Encogido en un rincón, temeroso, temblando y pálido estaba Robert una mañana en la que no escuché su voz en mis sueños, el fuerte y seguro tono que me halaba de mis pesadillas. Lo vi y su cordura yacía en el suelo, clamando por volver a la mente que parecía serena, desesperada por la angustia que observaba de quien era su poseedor. Me fui acercando despacio, diciendo su nombre y tratando de encontrar su mirada perdida entre los muros azules. No paraba de repetir dos frases “Él está allí”, “Me mira”. Era la primera vez que lo veía tan afectado por su enfermedad, pero ¿cómo se había mantenido todo este tiempo?
Cuando estuve delante de él toqué su frente al ver que estaba muy sudado, y en efecto, tenía fiebre, verlo en ese terrible trance me recordó a mí en el pasado, supuse que de una manera similar me encontraban mis padres presa de mi propia cabeza. Salí muy preocupado en busca de ayuda. Lo asistieron y lo llevaron a la enfermería. Era una parte en la que no se permitía la entrada de los pacientes, el paso a esa zona era restringida para nosotros. No le pude ver sino hasta después de las cinco de la tarde cuando por petición suya fueron a buscarme dos enfermeras.

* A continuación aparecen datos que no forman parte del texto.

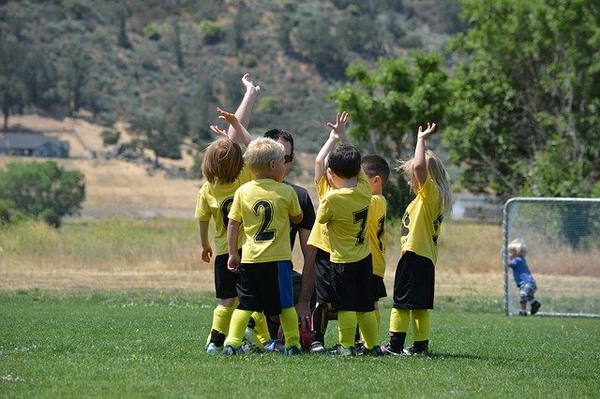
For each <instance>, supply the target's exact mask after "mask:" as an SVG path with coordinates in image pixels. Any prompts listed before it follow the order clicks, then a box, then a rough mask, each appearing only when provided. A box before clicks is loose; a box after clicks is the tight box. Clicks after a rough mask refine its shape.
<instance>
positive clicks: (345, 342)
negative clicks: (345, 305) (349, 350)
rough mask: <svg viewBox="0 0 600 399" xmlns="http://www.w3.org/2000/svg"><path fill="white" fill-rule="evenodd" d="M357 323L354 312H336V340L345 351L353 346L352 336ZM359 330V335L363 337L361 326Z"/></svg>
mask: <svg viewBox="0 0 600 399" xmlns="http://www.w3.org/2000/svg"><path fill="white" fill-rule="evenodd" d="M357 322H358V320H357V317H356V312H354V311H350V310H338V340H339V342H340V344H341V345H342V346H343V347H344V348H345V349H348V348H352V347H353V346H354V335H355V332H356V324H357ZM360 329H361V333H362V334H363V335H364V334H365V332H364V331H363V329H362V326H360Z"/></svg>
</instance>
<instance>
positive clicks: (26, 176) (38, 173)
mask: <svg viewBox="0 0 600 399" xmlns="http://www.w3.org/2000/svg"><path fill="white" fill-rule="evenodd" d="M84 199H85V183H84V176H83V174H82V173H81V172H79V171H66V170H65V169H64V168H63V167H61V166H59V165H58V164H56V162H52V161H46V162H32V163H20V162H18V163H10V164H8V165H7V166H6V169H4V170H0V204H2V205H0V208H2V211H1V213H2V216H1V217H2V220H3V222H6V223H9V222H10V221H11V220H12V216H13V215H15V216H16V215H19V214H22V215H24V216H25V217H29V218H31V219H37V220H43V221H44V222H46V223H48V224H49V225H51V226H53V227H57V228H58V227H60V224H61V220H62V218H63V217H64V216H65V215H69V214H73V213H75V212H77V211H79V210H80V209H81V205H82V203H83V201H84Z"/></svg>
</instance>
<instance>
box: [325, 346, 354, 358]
mask: <svg viewBox="0 0 600 399" xmlns="http://www.w3.org/2000/svg"><path fill="white" fill-rule="evenodd" d="M329 354H330V355H335V356H356V351H355V350H354V347H352V348H344V347H343V346H342V345H340V344H337V345H336V346H334V347H333V348H332V349H331V350H330V351H329Z"/></svg>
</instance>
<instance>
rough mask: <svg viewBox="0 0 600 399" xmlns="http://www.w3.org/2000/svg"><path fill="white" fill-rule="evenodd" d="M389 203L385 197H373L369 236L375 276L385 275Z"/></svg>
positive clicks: (369, 229) (375, 195)
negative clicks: (388, 207)
mask: <svg viewBox="0 0 600 399" xmlns="http://www.w3.org/2000/svg"><path fill="white" fill-rule="evenodd" d="M386 212H387V201H386V199H385V197H384V196H383V195H372V196H371V207H370V208H369V236H371V254H372V255H373V274H376V275H378V276H380V277H384V275H385V266H386V262H385V246H386V244H387V238H386V235H385V215H386Z"/></svg>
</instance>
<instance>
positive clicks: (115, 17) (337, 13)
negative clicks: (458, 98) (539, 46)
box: [0, 0, 461, 151]
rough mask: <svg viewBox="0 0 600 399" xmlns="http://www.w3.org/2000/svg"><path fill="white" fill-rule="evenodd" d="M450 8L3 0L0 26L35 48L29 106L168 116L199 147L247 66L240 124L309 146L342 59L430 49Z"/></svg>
mask: <svg viewBox="0 0 600 399" xmlns="http://www.w3.org/2000/svg"><path fill="white" fill-rule="evenodd" d="M458 12H459V8H458V5H457V1H455V0H446V1H435V0H423V1H416V0H406V1H398V0H392V1H378V2H365V1H362V0H358V1H352V0H327V1H305V2H292V1H275V0H245V1H239V2H238V1H235V2H234V1H194V2H176V1H157V0H148V1H147V0H126V1H123V2H108V1H105V2H95V1H92V0H72V1H69V2H21V1H7V2H2V4H0V31H2V33H3V34H4V33H7V34H8V35H12V36H13V37H14V38H15V39H16V40H17V41H18V43H19V44H20V45H22V46H23V49H24V50H25V51H26V52H27V53H32V52H34V51H35V52H39V53H36V54H38V56H39V57H41V58H42V60H43V61H44V62H40V63H39V64H43V65H44V67H45V69H44V70H39V71H37V72H36V74H38V76H37V77H36V79H37V80H39V81H36V83H35V85H36V88H37V90H38V91H37V92H36V93H37V95H38V98H36V105H37V106H39V107H43V108H44V109H46V110H53V111H56V110H60V111H61V112H63V113H66V114H71V115H76V114H77V113H80V112H82V111H84V110H87V111H89V112H90V113H91V114H92V115H93V117H94V118H96V120H97V121H98V123H99V124H104V125H107V126H110V125H112V124H114V123H115V122H117V121H128V120H129V119H131V118H132V117H134V116H136V115H142V116H155V117H157V118H162V119H163V120H164V121H165V123H175V122H174V121H173V119H172V118H175V116H174V115H180V116H181V118H182V119H181V120H179V121H178V123H179V122H180V123H181V124H182V125H181V126H183V130H186V131H185V132H182V133H183V134H184V135H186V136H188V137H189V138H190V139H191V140H192V141H193V142H196V143H200V144H202V143H205V142H206V141H207V140H210V139H211V134H210V132H209V131H208V125H209V124H211V123H214V120H215V118H214V109H215V107H216V106H217V105H219V106H221V107H224V108H226V109H232V108H234V107H235V106H236V104H237V103H238V102H239V99H240V97H241V89H242V87H241V85H240V82H239V80H240V77H241V76H242V75H243V73H245V72H250V73H251V74H252V76H253V78H254V79H255V81H256V82H257V83H258V84H260V85H261V88H262V94H261V97H260V98H259V102H258V104H257V106H256V107H255V111H254V114H253V119H252V122H251V126H250V128H251V129H252V130H254V131H258V132H262V131H264V130H265V129H267V128H272V127H279V128H283V129H285V130H289V131H291V132H293V133H294V134H295V135H296V137H297V138H298V140H297V147H298V149H300V150H304V151H315V149H316V144H315V142H318V141H316V140H315V137H316V135H317V134H318V133H319V132H320V129H321V128H322V125H323V123H324V122H325V121H327V120H329V119H330V118H331V117H332V115H333V114H334V109H335V104H333V103H332V101H331V100H329V99H328V98H327V95H328V93H330V92H331V91H333V90H336V89H337V88H339V87H340V86H341V85H342V84H343V83H344V81H345V68H346V67H347V66H348V65H350V64H351V63H353V62H360V63H363V64H365V65H368V66H370V67H372V66H374V65H375V64H376V62H377V59H378V58H379V57H386V58H395V57H402V56H404V55H406V54H407V53H408V51H410V50H411V49H426V50H439V49H441V46H442V45H443V43H444V42H445V40H446V38H447V36H448V35H449V34H452V33H455V32H456V31H457V30H459V29H460V28H461V25H460V23H459V22H457V21H458V18H457V15H458ZM38 21H41V22H42V23H38ZM45 62H47V63H48V64H45ZM50 83H53V84H54V85H56V87H55V86H53V85H52V86H50V87H49V88H48V90H47V91H45V92H40V91H41V90H40V88H39V87H42V86H43V85H44V84H50ZM31 84H33V83H31ZM38 86H39V87H38ZM178 127H179V125H178Z"/></svg>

Aquella parte de la estructura estaba condicionada clínicamente y ocupaba la tercera parte del castillo. Los latidos de su corazón estaba siendo registrados por una máquina, su piel seguía pálida como el pergamino y dormía tranquilamente respirando a través de un conducto. No imaginaba que su trance pudiera ser devastador. Previamente había obtenido una explicación de las enfermeras. Se trataba de un ataque de paranoia, uno bastante fuerte, sin embargo, había muchos síntomas que no eran usuales, por lo que estaban muy desconcertadas. Me senté a un lado de la cama mirando por la ventana que daba al extenso bosque, viendo a las aves descansar sobre las ramas y a las nubes extenderse como el rio. ¿Por qué nacían algunas mentes dañadas? Ahora que creía en lo determinado, lo atribuía a una especie de bloqueo, a muros que te empujaban a escoger opciones que no podían ser evaluadas, porque cualquiera que eligieras, siempre te daría el mismo resultado aunque el proceso fuese distinto del otro.
Permitieron que me quedara ahí hasta que despertara, sin dudas el director me estaba dando privilegios o solo evitaba escucharme de nuevo.
La noche cayó y con ella el silencio se había intensificado. Dediqué el tiempo a solas para reorganizar la información que recopilaba en cada sueño, pero más me esforzaba en tratar de descubrir el enigma de “los viajes a los sueños del pasado”, y aunque creé varias hipótesis, no era sencillo elegir cuál de ellas era la correcta, porque no tendría chance de un segundo intento.
Sediento, fui hasta la sala de enfermeras, que era donde se encontraba la mayoría de ellas viendo algún programa de televisión o leyendo el periódico. Y fue así exactamente cuando llegué. Entré de manera tímida, me acerqué al filtro de agua y deposité el líquido en un vaso desechable. Una de ellas, la que amablemente me había llevado de comer temprano, me ofreció un poco de café, ofrecimiento que gustosamente acepté. En las noticias hablaban sobre la última desaparición, mostrando en una esquina el rostro de la chica con su nombre, Y como era de suponerse, pelirroja. La enfermera Ana, cuyo nombre estaba cocido a uno de los lados superiores de su uniforme, trajo animosamente la taza de café. Bastó con olerlo para mirar el nauseabundo contenido que miré con extrañeza. Era sangre coagulada, sentí la bilis en mi boca, y sobre el suelo desparramé el vómito que se precipitó súbitamente. Alcé mi rostro en espera de una explicación, y al ver lo demacrado del sitio no necesitaba una respuesta.
Me encontraba en una funeraria, lúgubre en todos sus aspectos. Al fondo, un ataúd rodeado de velas y una que otra rosa sobre la madera. Las sillas estaba solas, nadie había asistido. Tenía miedo de acercarme y ver quién era el difunto, pero algunos juegos de John tenían un significado para mí, así que sin más que pensar fui poco a poco encaminándome al fallecido protagonista. Una vez frente a la urna, abrí mis ojos, pues los había cerrado al contacto con el cajón. Era una persona que conocía perfectamente, y yacía bajo el pedestal con los ojos cerrados. Sonreí un poco ante la pesada jugada, luego todo se desvaneció y él apareció.